The Case for the Defence
[5] The appellant elected to give an unsworn statement in which he stated that, while he was putting passengers inside his vehicle, the deceased came and stood in the van's doorway. A passenger brushed against the deceased and he started to curse. The appellant told the deceased there was no need for that type of behaviour, whereupon the deceased chucked him and punched him in the head.
[6] According to the appellant, they started to struggle and he ended up with his back against a wall with the deceased on top of him. “Agony'' held the deceased around his waist and pulled him away. The deceased then made a grab at his waist and the appellant saw “Agony” and the deceased struggling for a gun. The appellant tried to get the gun away from them and during the struggle the gun discharged. People started running in all directions. As the appellant opened the front door of his van to go inside he heard another explosion. He became afraid, got out of the van, ran across the road and went home.
[7] The appellant denied having a gun at the material time or shooting anyone. He stated that the gun discharged accidentally while “Agony”, the deceased and he were struggling for it. He called no witness.
The Grounds of Appeal
[8] The appellant filed seven grounds of appeal against his conviction and sentence. We set out the grounds and discuss them below.
Ground 1
[9] This ground is introductory in nature. It simply states that the appeal is against conviction and sentence. Nothing further needs to be said about it.
Ground 2
[10] On this ground it is alleged that the sentence is "too excessive". It is appropriate to deal with this ground after consideration of the other grounds relating to the conviction.

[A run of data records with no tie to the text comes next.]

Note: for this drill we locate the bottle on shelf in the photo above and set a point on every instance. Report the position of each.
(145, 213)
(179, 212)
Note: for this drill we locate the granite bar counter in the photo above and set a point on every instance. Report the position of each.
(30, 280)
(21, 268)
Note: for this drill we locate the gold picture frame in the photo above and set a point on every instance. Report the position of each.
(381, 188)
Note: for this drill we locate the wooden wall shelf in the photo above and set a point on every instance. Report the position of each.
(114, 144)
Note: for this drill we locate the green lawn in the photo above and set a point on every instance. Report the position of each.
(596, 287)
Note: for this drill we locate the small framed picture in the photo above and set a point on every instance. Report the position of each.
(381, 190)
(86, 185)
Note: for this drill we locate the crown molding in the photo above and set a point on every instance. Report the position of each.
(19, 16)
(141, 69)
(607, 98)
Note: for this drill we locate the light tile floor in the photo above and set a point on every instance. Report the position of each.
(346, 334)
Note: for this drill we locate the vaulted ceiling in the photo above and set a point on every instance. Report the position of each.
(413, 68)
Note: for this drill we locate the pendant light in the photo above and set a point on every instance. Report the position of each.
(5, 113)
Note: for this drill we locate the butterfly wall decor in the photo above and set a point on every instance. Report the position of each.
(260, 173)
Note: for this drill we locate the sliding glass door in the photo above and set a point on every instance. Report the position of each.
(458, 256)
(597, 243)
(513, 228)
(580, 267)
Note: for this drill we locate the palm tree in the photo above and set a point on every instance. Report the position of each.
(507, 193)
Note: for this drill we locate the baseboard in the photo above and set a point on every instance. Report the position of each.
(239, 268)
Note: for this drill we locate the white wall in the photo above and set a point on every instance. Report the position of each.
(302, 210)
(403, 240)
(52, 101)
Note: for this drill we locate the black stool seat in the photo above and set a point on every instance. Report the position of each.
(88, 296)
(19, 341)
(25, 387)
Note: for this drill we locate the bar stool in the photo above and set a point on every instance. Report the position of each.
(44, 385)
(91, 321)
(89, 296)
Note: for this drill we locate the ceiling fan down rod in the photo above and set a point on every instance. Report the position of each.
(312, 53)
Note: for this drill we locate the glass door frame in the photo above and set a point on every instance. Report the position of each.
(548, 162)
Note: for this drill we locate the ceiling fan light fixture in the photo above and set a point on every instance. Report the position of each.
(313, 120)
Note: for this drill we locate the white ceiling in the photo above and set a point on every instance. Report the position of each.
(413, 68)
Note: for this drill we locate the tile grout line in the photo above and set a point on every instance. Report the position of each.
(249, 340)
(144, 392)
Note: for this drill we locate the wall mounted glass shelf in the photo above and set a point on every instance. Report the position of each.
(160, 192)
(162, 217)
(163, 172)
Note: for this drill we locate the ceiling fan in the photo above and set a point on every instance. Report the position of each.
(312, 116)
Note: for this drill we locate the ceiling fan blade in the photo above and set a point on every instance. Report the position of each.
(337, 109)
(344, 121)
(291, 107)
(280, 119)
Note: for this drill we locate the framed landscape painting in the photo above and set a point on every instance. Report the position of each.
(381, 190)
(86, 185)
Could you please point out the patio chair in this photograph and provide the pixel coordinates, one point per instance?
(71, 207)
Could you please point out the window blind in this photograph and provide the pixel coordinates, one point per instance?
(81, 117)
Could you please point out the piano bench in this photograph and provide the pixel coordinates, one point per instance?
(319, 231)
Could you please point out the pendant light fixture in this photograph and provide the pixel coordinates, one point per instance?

The Appeal against Conviction
Ground 3
[11] It is the contention of Ms. Thomas, counsel for the appellant, that the judge erred when she failed to ascertain the difficulties faced by the jury after she called them back from deliberating when they had not reached a verdict.
[12] She submitted that the failure to ascertain whether the jury needed clarification or assistance on any point makes it impossible to properly comprehend whether their difficulties were resolved or not as these were not articulated at any given point in time. She relied on Berry v R (1992) 41 WIR 244; Springer (Neverlaine) v The Queen, Criminal Appeal No. 17 of 2005 and Goldbourne v The Queen, JM 2010 CA 101.
[13] Mr. Seale, counsel for the respondent, submitted that there was nothing improper about the judge recalling the jury as she was merely complying with the provisions of section 42 of the Juries Act, Cap. 115B. It was also his submission that the cases cited by Ms. Thomas were not of assistance having regard to the facts in this case.
[14] The record reveals that shortly before the jury retired the trial judge instructed them in the following terms:
'' .... if at any stage of your deliberations you wish to have any part of that evidence checked or read back to you, that can be arranged. You will do this through your foreman, who will let one of the marshals know and the Court will reassemble for that purpose.
Secondly, if you would at any stage of your deliberations like me to repeat or elaborate upon any direction of law which I have given you, please do not hesitate to ask. It is fundamental that you understand the principles which you are required to apply and if you have any doubt about these principles then you are not only entitled to ask for further assistance but you should ask for it, and the procedure is the same as I have just outlined to you. You will indicate through your foreman that you require such assistance and a note signed by the foreman indicating the problem causing you difficulty should then be handed to the marshal who will pass it to me. Upon receiving such a request I shall discuss the matter with the Director of Public Prosecutions and counsel for the accused and the court then reassemble for the purpose of assisting you."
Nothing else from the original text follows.